EIGHT years ago, Dexter Morgan performed an act of euthanasia on his brain dead sister by drowning her, before driving his boat into a hurricane in an attempt to end his life. Somehow surviving, the serial killer assumed the identity of a lumberjack in Oregon in a post-credits scene.
That series finale tied up eight years of Dexter on television, and it was the most maligned ending fans of any television series had seen. This was made especially worse because a week after Dexter’s finale premiered, the series finale for Breaking Bad premiered.
The latter was universally acclaimed and set the standard for how to end a television series, and it was a shadow that the showrunners of Dexter have had to live under.

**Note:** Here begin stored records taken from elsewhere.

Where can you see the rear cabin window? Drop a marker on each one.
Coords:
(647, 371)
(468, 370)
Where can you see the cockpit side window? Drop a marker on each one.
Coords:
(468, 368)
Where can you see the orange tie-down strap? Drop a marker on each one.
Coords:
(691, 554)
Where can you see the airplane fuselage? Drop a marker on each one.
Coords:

On Nov 7 last year, Dexter: New Blood premiered. Picking up eight years after the ending of Dexter’s eighth season, New Blood ran for ten episodes, as the showrunners and cast sought to provide the series and titular character, Dexter (Michael C. Hall) a proper ending.
During the first episode, I admit I didn’t remember much about the previous eight seasons despite religiously watching each episode throughout my college years. But just like how Hall comfortably slipped back into his old ways of killing bad men ritualistically, the memories came crawling back with ease.

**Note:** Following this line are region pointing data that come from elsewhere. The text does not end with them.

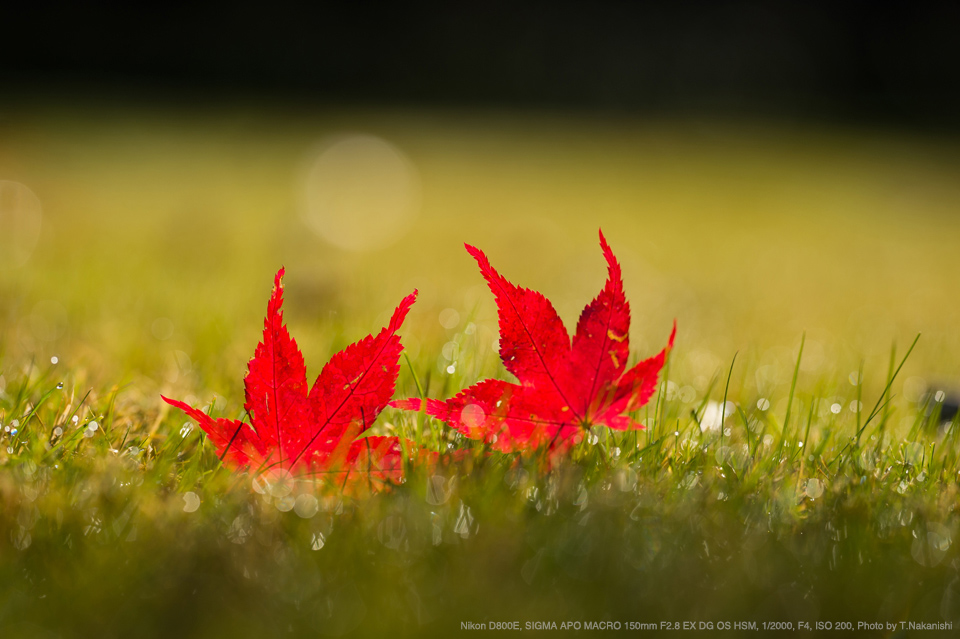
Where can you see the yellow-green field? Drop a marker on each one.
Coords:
(161, 229)
(747, 234)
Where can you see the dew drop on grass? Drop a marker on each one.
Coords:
(814, 488)
(191, 502)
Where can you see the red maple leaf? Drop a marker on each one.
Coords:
(315, 431)
(565, 387)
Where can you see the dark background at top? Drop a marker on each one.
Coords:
(871, 61)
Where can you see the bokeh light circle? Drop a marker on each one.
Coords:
(20, 218)
(360, 193)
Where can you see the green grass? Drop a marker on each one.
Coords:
(753, 237)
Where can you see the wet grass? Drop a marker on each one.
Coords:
(769, 484)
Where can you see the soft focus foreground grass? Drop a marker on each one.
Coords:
(162, 230)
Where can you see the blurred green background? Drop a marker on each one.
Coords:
(161, 228)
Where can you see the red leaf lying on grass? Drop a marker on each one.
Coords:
(312, 432)
(564, 388)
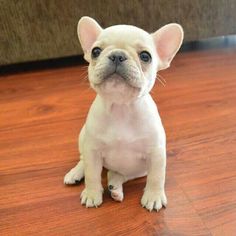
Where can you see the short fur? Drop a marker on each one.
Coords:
(123, 131)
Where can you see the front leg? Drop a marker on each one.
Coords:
(92, 194)
(154, 194)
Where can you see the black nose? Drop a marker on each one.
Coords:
(117, 57)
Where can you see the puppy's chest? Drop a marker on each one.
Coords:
(124, 135)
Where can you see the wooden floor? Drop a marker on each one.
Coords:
(41, 114)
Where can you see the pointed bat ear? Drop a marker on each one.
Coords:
(168, 40)
(88, 31)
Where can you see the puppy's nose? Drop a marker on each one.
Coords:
(117, 57)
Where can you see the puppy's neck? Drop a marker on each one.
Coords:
(112, 105)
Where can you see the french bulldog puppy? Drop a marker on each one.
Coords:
(123, 131)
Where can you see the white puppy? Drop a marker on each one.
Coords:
(123, 131)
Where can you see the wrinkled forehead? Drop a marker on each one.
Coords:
(123, 36)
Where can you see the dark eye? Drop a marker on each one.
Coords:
(145, 56)
(96, 52)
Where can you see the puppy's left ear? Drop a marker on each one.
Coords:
(168, 40)
(88, 30)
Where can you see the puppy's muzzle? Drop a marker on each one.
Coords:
(117, 58)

Actress Jennifer Carpenter also returns as Debra Morgan. Once a morally upright detective and sister, Debra – now dead – forms a part of Dexter’s subconscious, a spectre only he sees, both as a reminder of his actions that led to her death and as a guiding compass to make sure he doesn’t go back to his old, bloody ways.

It’s great watching Hall and Carpenter return to the roles that made them stars, and the series itself carries itself well for most of the episodes, as the story revolves around Dexter’s “Dark Passenger” – what Dexter calls the murderous urges he has – returning after eight years of suppression, and how the sudden appearance of his son Harrison (Jack Alcott) throws his entire life into a new light: fatherhood.
New Blood’s main villain, a mysterious figure that abducts lone women is equally well-written and played. The character’s motivation and life ties perfectly into New Blood’s exploration of familial bonds and men that inherit “evil” from their fathers, and the cyclical nature of it all.
For nine episodes and half of the tenth episode, New Blood proves itself as a great addition to the Dexter lore and a proper extension to the horrid previous series finale, but at the end of the new season, history repeats itself.
The ending, telegraphed and predictable, doesn’t earn its final moments. However, seen half glass full, New Blood nonetheless provides a finality and send-off for Dexter that the previous series finale never delivered. Any closure for Dexter, as unearned as it may be, is still better than him driving off into a CGI hurricane conjured on a television budget.